Section: Definition of the property 'voice-duration'
This sentence is poor:
"This allows authors to specify how long they want a given element to
be rendered."
("how long they want" seems like it is plural purely to avoid the
he/she problem, and the phrasing is basically slang)
Perhaps something like
"Allows authors to specify how long it should take to render the given
element."
Substantive Comments
--------------------
1.
Section: Definition of the property 'speak'
This draft of the spec -
http://www.w3.org/TR/2002/WD-speech-synthesis-20021202/ - defined two
additional properties, 'date' and 'words'. The later is probably only
marginally useful (in theory it was supposed to force 'ASCII' to be
rendered as "as-key" rather than "a s c i i") but I'm really surprised
at the removal of "date" which would seem to be really useful.
2.
Section: Definition of the properties 'cue-before' and 'cue-after'
None of the current examples make it clear that this is legal:
cue-before: url('bell.aiff') loud;
While grammar shows this is possible, an example would help the less
technical reader understand how this property works.
(I was going to make a comment about "cue-during" and mixing, but the
recent discussion of a CSS audio module on www-style indicates this
possibility is already being considered.)
3.
Section: Definitions of the properties, 'mark-before' and 'mark-after'
in both cases the definition reads:
Value: <string>
but it should be
Value: <string> | attr(attribute-name)
To match the description below it.
4.
Section: Definition of the property 'voice-family'
4.1. CSS3 is still using 'child', 'young' and 'old' but SSML has
shifted to requiring age to be expressed in years.
(see http://www.w3.org/TR/speech-synthesis/#S3.2.1)
One suspects the reason SSML did this was to avoid the political
correctness issue of having to define an age which is "old". 'child',
'young' and 'old' are more useful than absolute numbers.
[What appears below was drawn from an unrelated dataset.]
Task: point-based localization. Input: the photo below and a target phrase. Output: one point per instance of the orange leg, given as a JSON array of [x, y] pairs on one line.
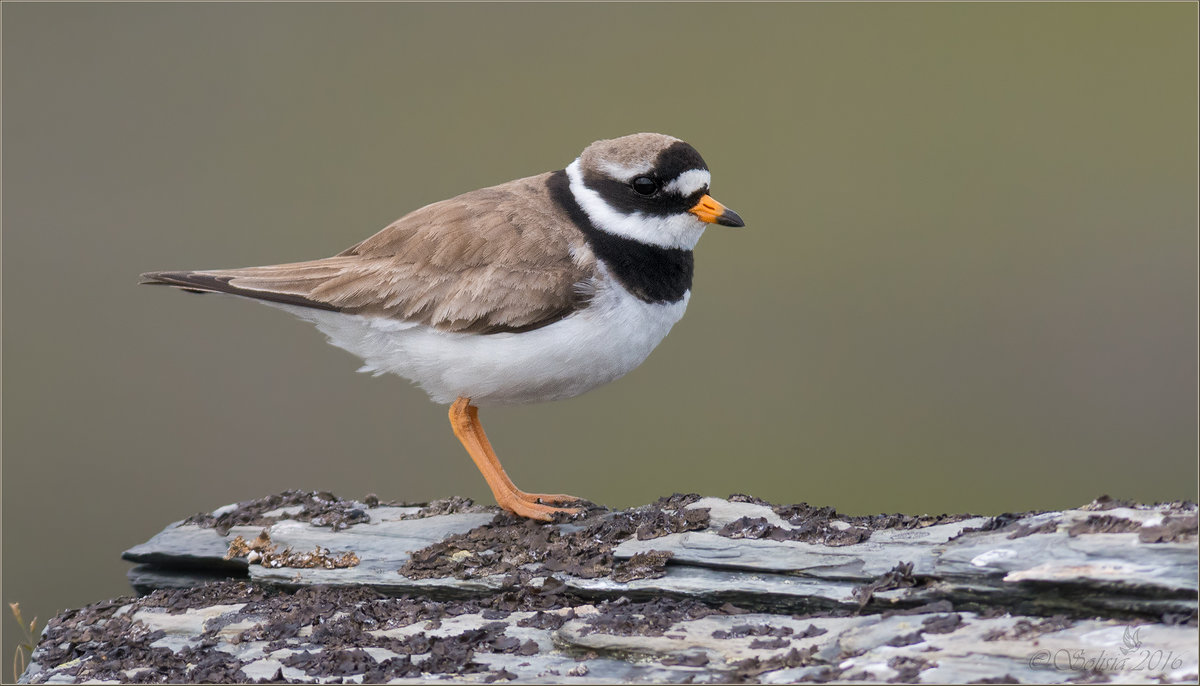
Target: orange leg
[[465, 421]]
Should CSS
harmonize with SSML and only use numbers, or at least allow age to be
defined in numbers in addition to child/young/old for compatability?
4.2. In addition to 'male' and 'female' the <generic-voice> families
should include 'natural' and 'artificial' as many synthesizers have a
robot-like voice that is neither male nor female. Note that SSML
defines 'neutral' so as a minimum this should be added for
compatibility.
4.3. As per my 2003 comments, although I like the fact there is a
facility for selecting variations, using <number> for specifying then
is not a satisfactory solution.
* firstly using absolute numbers is not very portable. If I write
body { voice-family: male 1 }
.foo { voice-family: male 2 }
.bar { voice-family: male 3 }
Then what happens if the synthesizer only has two male voices? When
something of class 'bar' is rendered, does the synthesizer round-robin
back to "male 1" or does it stay with the current voice because it
doesn't have enough male voices? At the very least the specification
should specify what "best effort" strategy the synthesizer should
apply. This allows document authors to at least predict whether the
voice will change or not (assuming the synthesizer has at least 2
voices).
* The definition for <number> says: "e.g. the second or next male
voice", but no way to indicate "next" and "previous" is given. Clearly
'1', '2', '3' work for specifying variants absolutely, put how do ask
for the next voice? Perhaps something like this
.foo { voice-family: male +1 //select the next male voice, relative to
the inherited voice}
However this would be easier:
Value: [[<specific-voice> | [<relative-voice-specifier>] [<age>]
<generic-voice>],]*
[<specific-voice> | [<relative-voice-specifier>] [<age>]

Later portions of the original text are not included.